From mboxrd@z Thu Jan  1 00:00:00 1970
From: Matthew Wilcox <willy@linux.intel.com>
Subject: Re: [PATCH] mpt2sas: Remove queuecommand wrapper
Date: Tue, 5 Jul 2011 16:24:53 -0400
Message-ID: <20110705202453.GC4061@linux.intel.com>
References: <20110704192713.GZ4061@linux.intel.com>
 <B2FD678A64EAAD45B089B123FDFC3ED70157FE25D8@inbmail01.lsi.com>
 <20110705141434.GB389@parisc-linux.org>
 <B2FD678A64EAAD45B089B123FDFC3ED70157E70F4A@inbmail01.lsi.com>
 <20110705152143.GB4061@linux.intel.com>
 <B2FD678A64EAAD45B089B123FDFC3ED70157FE2667@inbmail01.lsi.com>
Mime-Version: 1.0
Content-Type: text/plain; charset=us-ascii
Return-path: <linux-scsi-owner@vger.kernel.org>
Received: from mga11.intel.com ([192.55.52.93]:9484 "EHLO mga11.intel.com"
	rhost-flags-OK-OK-OK-OK) by vger.kernel.org with ESMTP
	id S1754736Ab1GEUYz (ORCPT <rfc822;linux-scsi@vger.kernel.org>);
	Tue, 5 Jul 2011 16:24:55 -0400
Content-Disposition: inline
In-Reply-To: <B2FD678A64EAAD45B089B123FDFC3ED70157FE2667@inbmail01.lsi.com>
Sender: linux-scsi-owner@vger.kernel.org
List-Id: linux-scsi@vger.kernel.org
To: "Desai, Kashyap" <Kashyap.Desai@lsi.com>
Cc: Matthew Wilcox <matthew@wil.cx>, "linux-scsi@vger.kernel.org" <linux-scsi@vger.kernel.org>, DL-MPT Fusion Linux <DL-MPTFusionLinux@lsi.com>, "nab@linux-iscsi.org" <nab@linux-iscsi.org>, Doug Gilbert <dgilbert@interlog.com>

On Tue, Jul 05, 2011 at 10:48:00PM +0530, Desai, Kashyap wrote:
> > -----Original Message-----
> > From: Matthew Wilcox [mailto:willy@linux.intel.com]
> > Sent: Tuesday, July 05, 2011 8:52 PM
> > To: Desai, Kashyap
> > Cc: Matthew Wilcox; linux-scsi@vger.kernel.org; DL-MPT Fusion Linux;
> > nab@linux-iscsi.org
> > Subject: Re: [PATCH] mpt2sas: Remove queuecommand wrapper

> > void scsi_eh_wakeup(struct Scsi_Host *shost)
> > {
> >         if (shost->host_busy == shost->host_failed) {
> 
> I think you are right here. 
> 
> I did below experiment.  
> Since now host_lock is removed from dispatch() callback.
> I added sleep() inside scsih_qcmd().. Just to mimic preemption. And called Host reset using
> "Sg_reset -h" at the sametime when driver is sleeping inside qcmd(). I see the kernel crash due to invalid scsi command pointer access after driver comes out from sleep().

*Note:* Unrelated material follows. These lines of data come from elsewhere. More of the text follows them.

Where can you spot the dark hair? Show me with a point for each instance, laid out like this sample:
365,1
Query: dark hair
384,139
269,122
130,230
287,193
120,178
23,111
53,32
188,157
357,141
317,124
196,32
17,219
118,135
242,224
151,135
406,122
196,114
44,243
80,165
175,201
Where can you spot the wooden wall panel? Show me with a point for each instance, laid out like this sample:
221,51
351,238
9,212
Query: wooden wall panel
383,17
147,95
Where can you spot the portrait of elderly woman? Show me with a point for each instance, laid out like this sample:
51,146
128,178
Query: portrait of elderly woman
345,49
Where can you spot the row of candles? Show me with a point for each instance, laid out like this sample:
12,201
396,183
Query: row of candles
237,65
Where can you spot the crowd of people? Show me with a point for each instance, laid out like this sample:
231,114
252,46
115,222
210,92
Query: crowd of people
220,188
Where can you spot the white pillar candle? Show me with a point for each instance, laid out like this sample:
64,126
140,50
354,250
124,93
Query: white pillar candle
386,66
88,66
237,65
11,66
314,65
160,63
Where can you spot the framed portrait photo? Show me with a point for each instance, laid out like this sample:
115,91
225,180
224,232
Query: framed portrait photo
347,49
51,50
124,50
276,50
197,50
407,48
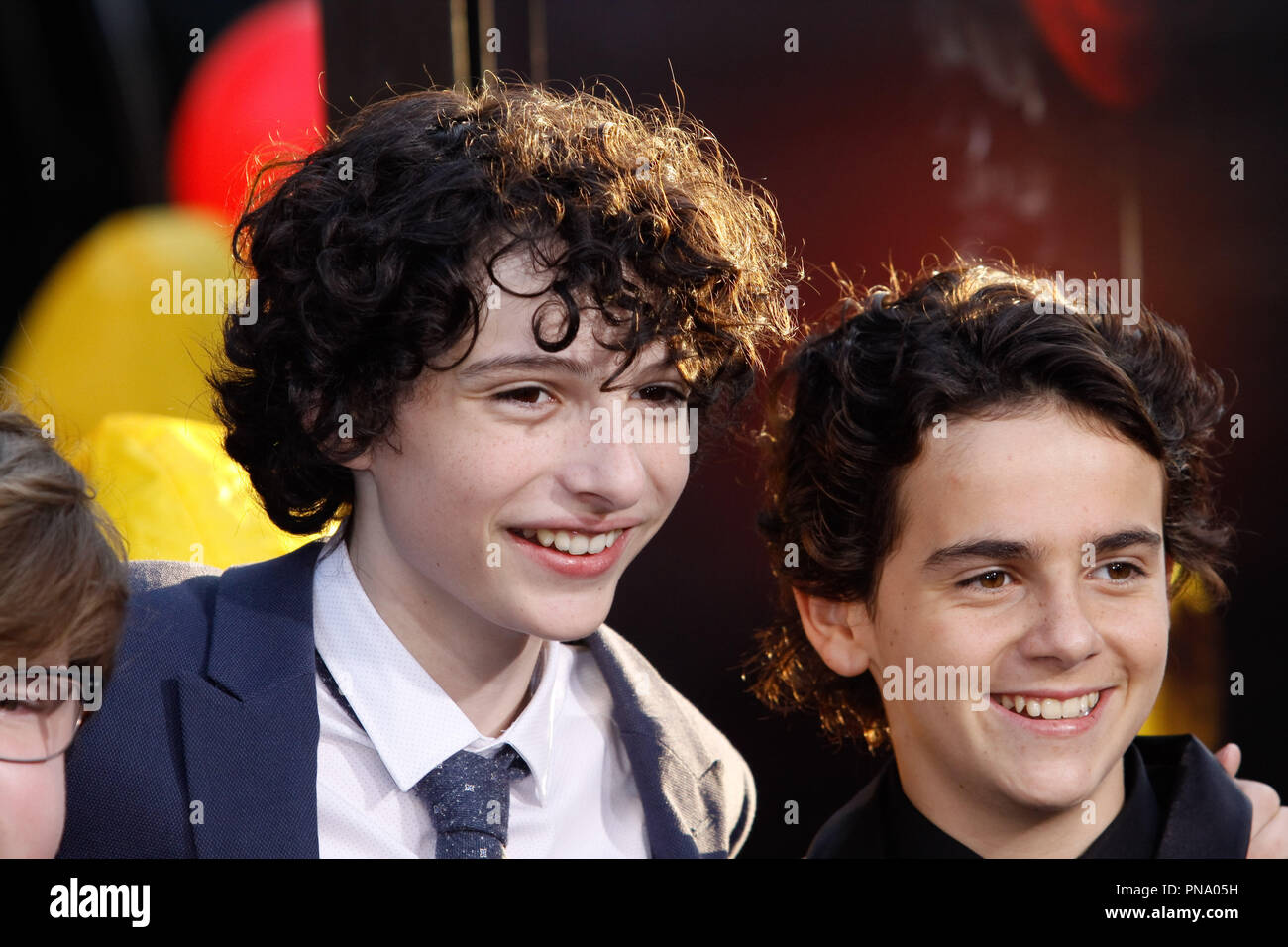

OK, but I don't think we've introduced a new race here, just expanded
the window.

If you follow the path down from userspace, we get to
scsi_nonblockable_ioctl() (doesn't take the host_lock), then
scsi_reset_provider (which takes and releases the host_lock to
set tmf_in_progress), then scsi_try_host_reset() which calls
eh_host_reset_handler() without holding the host_lock.

So it's entirely possible to hit the same race on an SMP machine already
as there's nothing to synchronise the eh_host_reset_handler call with
queuecommand.

I think someone who uses sg_reset ought to be aware of the possibility
that they can trash their system.  Doug, what do you think?

> As you said, due to actual Error handling will not wake up, but if user/customer do testing using sg_tools
> They can kick off Host reset on demand.
> 
> What is your input on my above test case/observation ?
> 
> >                 trace_scsi_eh_wakeup(shost);
> >                 wake_up_process(shost->ehandler);
> > 
> > So the SCSI error handler doesn't run until host_busy == host_failed.
> > host_busy is incremented in scsi_request_fn() (before scsi_dispatch_cmd
> > is called).  host_failed is incremented in scsi_eh_scmd_add().  So after
> > a command has been issued, it prevents the EH from running until it
> > too fails.  That means queuecommand cannot be running at the same time
> > as the EH.
> > 
> > That's documented in Documentation/scsi/scsi_eh.txt section [1-3].